Existe-t-il des politiques migratoires en Floride qui permettent ce type d'opérations ?

Oui, les politiques migratoires en Floride, mises en œuvre par le gouverneur Ron DeSantis, ont donné à la Patrouille de la route de l'État la capacité d'exercer des tâches de contrôle migratoire. Cela a entraîné une plus grande collaboration entre les agences pour mener des opérations de contrôle migratoire, comme l'arrestation d'immigrés sans papiers lors de contrôles routiers.

Quelles sont les critiques concernant ces opérations migratoires en Floride ?
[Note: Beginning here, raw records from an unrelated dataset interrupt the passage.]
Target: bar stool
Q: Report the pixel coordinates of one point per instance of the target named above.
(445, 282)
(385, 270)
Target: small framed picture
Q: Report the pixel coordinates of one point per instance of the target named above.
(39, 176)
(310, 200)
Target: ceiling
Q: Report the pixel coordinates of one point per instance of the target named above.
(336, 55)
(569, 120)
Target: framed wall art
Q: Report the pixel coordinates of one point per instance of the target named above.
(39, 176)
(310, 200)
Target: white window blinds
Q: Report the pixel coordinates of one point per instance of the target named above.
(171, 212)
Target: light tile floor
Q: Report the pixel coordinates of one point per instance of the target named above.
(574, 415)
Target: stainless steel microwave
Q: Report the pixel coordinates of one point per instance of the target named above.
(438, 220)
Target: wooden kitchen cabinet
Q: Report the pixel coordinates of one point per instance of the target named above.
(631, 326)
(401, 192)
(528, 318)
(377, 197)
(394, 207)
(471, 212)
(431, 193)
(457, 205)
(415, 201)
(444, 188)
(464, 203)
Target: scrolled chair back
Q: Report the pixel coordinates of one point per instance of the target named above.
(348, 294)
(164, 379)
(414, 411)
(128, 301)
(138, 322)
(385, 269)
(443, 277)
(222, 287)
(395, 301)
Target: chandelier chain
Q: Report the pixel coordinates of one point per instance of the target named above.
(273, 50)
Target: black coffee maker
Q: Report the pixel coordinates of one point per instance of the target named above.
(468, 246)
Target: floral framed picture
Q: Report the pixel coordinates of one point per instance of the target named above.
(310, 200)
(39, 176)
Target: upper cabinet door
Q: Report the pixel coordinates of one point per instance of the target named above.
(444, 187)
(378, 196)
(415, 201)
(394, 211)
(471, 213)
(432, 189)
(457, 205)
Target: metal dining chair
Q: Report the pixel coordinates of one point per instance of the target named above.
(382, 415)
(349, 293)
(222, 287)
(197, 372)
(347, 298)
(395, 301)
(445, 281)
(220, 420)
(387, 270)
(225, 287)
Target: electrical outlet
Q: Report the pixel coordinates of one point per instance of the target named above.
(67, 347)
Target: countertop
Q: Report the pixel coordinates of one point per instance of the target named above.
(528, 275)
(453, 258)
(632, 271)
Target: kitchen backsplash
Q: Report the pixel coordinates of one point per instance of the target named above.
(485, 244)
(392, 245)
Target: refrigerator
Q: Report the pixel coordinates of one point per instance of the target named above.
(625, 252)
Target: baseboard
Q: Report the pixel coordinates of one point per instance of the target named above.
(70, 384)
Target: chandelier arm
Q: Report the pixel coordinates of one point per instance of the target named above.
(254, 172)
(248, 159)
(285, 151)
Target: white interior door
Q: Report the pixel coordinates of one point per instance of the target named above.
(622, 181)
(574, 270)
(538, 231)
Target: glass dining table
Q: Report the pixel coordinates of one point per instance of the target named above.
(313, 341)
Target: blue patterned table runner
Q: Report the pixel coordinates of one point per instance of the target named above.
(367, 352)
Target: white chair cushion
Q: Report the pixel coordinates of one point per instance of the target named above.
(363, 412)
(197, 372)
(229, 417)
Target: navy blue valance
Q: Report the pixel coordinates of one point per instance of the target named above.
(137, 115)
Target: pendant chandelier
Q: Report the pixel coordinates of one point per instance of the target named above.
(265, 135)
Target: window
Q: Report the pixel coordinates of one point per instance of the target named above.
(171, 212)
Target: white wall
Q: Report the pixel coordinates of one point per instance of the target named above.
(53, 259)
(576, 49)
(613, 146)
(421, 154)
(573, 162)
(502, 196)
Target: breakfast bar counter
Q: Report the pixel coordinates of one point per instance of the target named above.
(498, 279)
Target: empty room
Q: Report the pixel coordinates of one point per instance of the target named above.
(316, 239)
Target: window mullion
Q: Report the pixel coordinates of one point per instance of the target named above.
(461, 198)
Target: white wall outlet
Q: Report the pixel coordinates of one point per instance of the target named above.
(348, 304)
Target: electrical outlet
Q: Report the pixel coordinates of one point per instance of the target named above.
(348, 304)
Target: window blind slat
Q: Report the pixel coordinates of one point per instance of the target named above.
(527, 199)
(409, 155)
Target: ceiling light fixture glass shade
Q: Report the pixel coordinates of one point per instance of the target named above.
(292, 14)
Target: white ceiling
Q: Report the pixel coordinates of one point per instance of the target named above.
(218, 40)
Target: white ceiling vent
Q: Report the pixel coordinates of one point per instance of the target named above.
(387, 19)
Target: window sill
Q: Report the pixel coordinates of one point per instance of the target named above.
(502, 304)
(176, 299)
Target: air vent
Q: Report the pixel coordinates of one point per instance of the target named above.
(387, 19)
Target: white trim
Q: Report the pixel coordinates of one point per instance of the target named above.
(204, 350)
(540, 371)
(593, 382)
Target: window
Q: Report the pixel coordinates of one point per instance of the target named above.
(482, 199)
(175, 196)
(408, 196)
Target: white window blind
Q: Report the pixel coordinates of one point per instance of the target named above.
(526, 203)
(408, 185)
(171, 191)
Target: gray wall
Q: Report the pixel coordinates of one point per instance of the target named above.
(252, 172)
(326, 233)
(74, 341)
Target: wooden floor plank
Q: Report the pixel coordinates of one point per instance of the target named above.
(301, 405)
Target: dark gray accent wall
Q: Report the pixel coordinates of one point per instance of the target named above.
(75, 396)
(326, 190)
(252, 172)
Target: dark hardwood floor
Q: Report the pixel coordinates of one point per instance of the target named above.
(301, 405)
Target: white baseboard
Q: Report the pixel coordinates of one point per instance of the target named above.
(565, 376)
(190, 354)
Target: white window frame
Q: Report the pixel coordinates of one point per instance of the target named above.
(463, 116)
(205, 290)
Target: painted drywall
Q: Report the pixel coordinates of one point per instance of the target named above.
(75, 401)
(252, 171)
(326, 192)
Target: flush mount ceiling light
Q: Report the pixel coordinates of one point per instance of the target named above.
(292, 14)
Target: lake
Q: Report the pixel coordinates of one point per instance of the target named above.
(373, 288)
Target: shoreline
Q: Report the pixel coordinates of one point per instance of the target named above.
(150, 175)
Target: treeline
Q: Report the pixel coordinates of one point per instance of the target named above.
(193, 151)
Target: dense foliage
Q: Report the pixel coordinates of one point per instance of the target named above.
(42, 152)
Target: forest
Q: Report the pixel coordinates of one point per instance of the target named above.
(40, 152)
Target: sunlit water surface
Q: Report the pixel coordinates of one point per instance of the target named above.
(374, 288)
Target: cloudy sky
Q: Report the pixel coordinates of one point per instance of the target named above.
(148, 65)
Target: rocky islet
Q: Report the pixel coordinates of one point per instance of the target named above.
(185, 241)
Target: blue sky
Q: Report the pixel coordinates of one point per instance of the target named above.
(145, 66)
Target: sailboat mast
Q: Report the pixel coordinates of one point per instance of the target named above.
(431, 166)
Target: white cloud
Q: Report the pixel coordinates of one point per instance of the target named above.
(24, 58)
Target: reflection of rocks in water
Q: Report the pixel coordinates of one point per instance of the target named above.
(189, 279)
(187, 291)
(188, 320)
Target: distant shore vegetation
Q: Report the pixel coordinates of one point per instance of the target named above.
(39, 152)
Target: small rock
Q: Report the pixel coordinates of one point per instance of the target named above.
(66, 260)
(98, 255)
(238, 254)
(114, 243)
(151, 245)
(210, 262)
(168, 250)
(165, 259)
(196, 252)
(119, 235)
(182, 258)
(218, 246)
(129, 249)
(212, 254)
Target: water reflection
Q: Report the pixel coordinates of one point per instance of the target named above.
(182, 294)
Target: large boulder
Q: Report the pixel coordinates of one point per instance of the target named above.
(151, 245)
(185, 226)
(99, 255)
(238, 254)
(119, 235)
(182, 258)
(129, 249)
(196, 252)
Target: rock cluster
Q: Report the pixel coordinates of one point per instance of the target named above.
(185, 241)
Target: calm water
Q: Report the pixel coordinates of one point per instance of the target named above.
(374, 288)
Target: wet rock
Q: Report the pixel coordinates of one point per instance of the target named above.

Les critiques se concentrent sur le fait que ces opérations représentent une violation systématique des droits civils et un abus de pouvoir de la part des autorités. Les défenseurs des droits civils ont signalé que ces actions reflètent une politique d'intimidation et de discrimination à l'encontre de la communauté immigrée.

Quels droits ont les personnes lors d'une opération de la Patrouille frontalière ou de l'ICE ?

Les personnes ont des droits fondamentaux lors de ces opérations, tels que rester silencieuses et demander à voir un mandat judiciaire avant de permettre l'entrée sur leur propriété. Cependant, ces droits sont souvent ignorés ou violés par les autorités pendant les opérations.